Operating system -> GPU driver version -> cudnn version -> cuda version -> torch version -> torchvision version -> python version
Perform installation and adaptation in the order listed above.
2. What factors mainly affect the speed of image tracking?
The main factor is the hardware computing power, the higher the computing power, the shorter the tracking time, without affecting tracking results.
3. What measures can be taken in case of poor tracking performance?
You can adjust the parameters of the Xmem model and increase the number of recorded key points. At the same time, you should also ensure a smoother video stream with minimal jitter or shaky frames.
4. How should I use this model in robot development?

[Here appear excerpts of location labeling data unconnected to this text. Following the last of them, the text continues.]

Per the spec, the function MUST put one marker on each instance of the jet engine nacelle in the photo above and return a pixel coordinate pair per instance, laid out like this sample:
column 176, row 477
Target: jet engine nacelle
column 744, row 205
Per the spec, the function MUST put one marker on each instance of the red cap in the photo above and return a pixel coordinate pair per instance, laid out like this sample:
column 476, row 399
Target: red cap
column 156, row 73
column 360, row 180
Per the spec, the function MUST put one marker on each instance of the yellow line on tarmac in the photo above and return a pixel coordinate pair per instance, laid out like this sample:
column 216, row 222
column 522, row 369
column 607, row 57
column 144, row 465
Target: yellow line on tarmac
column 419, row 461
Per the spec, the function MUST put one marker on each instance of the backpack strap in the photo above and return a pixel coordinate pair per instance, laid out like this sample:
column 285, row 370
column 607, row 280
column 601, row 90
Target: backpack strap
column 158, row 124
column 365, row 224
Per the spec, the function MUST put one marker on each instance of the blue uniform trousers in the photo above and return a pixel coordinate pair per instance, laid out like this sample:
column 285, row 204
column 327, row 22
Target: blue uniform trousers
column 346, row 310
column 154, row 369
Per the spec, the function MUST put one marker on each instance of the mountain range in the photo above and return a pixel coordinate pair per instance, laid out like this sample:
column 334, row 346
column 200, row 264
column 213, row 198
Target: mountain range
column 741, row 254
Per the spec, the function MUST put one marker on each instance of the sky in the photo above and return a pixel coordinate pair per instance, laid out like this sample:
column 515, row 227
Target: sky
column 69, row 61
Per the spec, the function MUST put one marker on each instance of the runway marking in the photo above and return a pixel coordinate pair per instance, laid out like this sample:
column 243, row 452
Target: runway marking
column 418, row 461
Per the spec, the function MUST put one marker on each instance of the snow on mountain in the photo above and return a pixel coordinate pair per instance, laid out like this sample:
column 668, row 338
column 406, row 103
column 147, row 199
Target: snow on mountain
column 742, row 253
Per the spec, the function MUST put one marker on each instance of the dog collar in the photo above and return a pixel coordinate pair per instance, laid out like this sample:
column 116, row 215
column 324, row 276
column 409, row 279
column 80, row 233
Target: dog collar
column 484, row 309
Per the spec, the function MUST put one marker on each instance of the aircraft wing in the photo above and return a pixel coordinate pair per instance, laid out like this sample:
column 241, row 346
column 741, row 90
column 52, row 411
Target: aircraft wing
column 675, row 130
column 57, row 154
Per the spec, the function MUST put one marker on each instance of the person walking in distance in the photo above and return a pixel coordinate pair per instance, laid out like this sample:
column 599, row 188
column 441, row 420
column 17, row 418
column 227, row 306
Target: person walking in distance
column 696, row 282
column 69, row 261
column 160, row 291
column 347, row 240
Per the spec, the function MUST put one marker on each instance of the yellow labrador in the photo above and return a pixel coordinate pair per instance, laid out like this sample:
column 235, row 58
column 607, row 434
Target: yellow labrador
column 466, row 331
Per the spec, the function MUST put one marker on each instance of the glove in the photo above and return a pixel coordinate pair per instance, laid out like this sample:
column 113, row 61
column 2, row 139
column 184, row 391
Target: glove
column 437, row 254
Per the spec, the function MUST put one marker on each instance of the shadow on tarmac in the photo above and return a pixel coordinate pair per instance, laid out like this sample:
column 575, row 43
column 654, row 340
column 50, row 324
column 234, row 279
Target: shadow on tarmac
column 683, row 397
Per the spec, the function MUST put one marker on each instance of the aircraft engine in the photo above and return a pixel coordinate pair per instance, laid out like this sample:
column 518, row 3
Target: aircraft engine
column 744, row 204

The final output of the segmentation is a mask. Based on the mask, you can extract point information about the object, such as the center point of the smallest bounding rectangle, the center point of the largest bounding rectangle, and the object's orientation in the image frame. By incorporating camera depth and camera intrinsic parameters, you can calculate the object's coordinates in the camera frame. If the calculation results in the robotic arm frame are required, additional transformations based on hand-eye calibration results are needed.
6. Update log
Update date | Update content | Version |
---|---|---|
2024.08.16 | New content | V1.0 |
7. Copyright and license agreement
- This project is subject to the MIT license.